New Video Game Helps Teens Fight Depression

Research shows a special video game can serve as a form of cognitive behavioral therapy for teens. By Belle Yambao

Teens who suffer from depression but feel reluctant to go to a therapist can get help from video games, new research published in the journal BMJ shows. The study, which was conducted in New Zealand, makes use of a newly developed video game called SPARX to give teens cognitive behavioral therapy. The acronym means "smart, positive, active, realistic, and X-factor thoughts" and aims to help teens conquer depression by defeating "gloomy negative automatic thoughts" in a virtual world.

Players use an avatar to navigate seven levels of the world. Each level addresses particular problems related to depression. For example, the first level, called Cave Province, gives teens information about the condition. Another level called Volcano Province helps them deal with anger. 
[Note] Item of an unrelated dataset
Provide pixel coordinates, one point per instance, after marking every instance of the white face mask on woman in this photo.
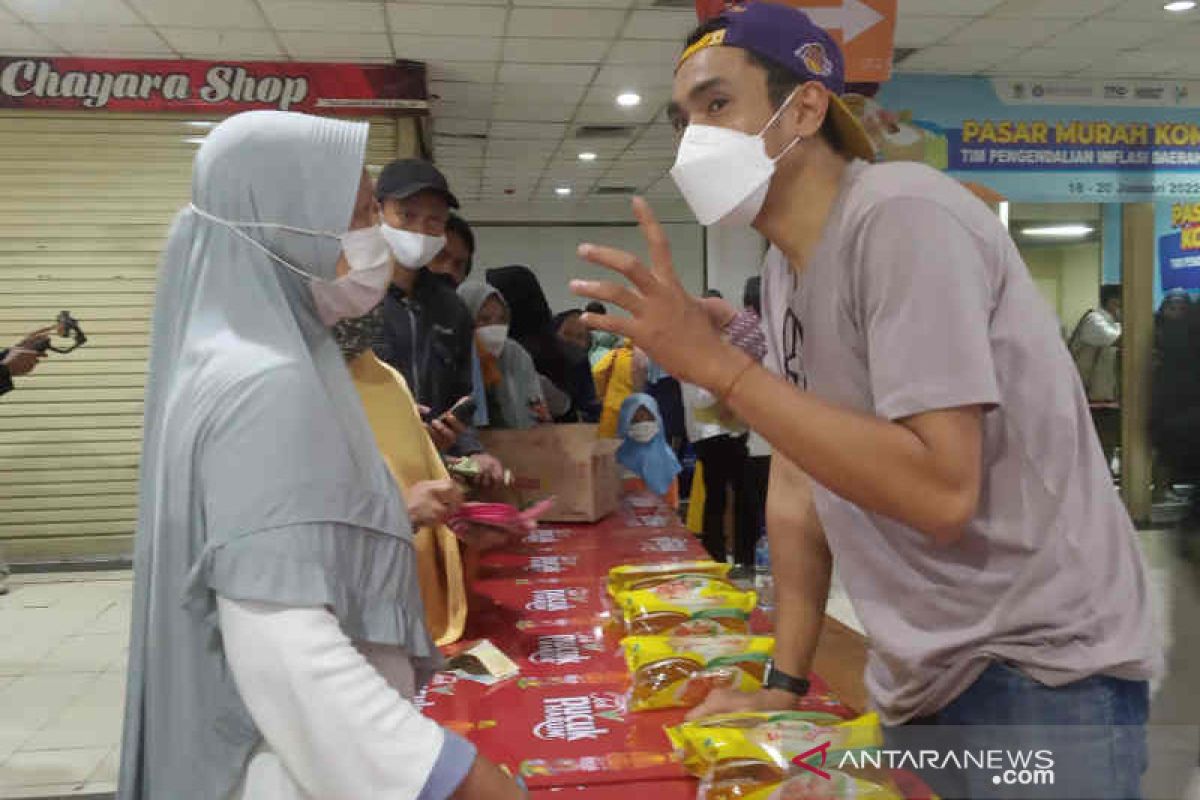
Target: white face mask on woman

Researchers tested the game on 168 teens who had previously asked for help with depression from guidance counselors or doctors. Almost two-thirds of them were girls. Half of the group continued going to therapy (five sessions of one-on-one counseling), while the other half played SPARX.

Results showed that 44 percent of the SPARX players successfully recovered from depression. Meanwhile, only 26 percent of those attending regular treatment did. Out of the gamers, 60 percent experienced at least a 30-percent decrease in depression symptoms.

This study shows that while having face-to-face therapy is crucial for developing better mental health, there are other tools that can also help depressed teens, especially if they're worried about the stigma that  sometimes comes with seeing a therapist.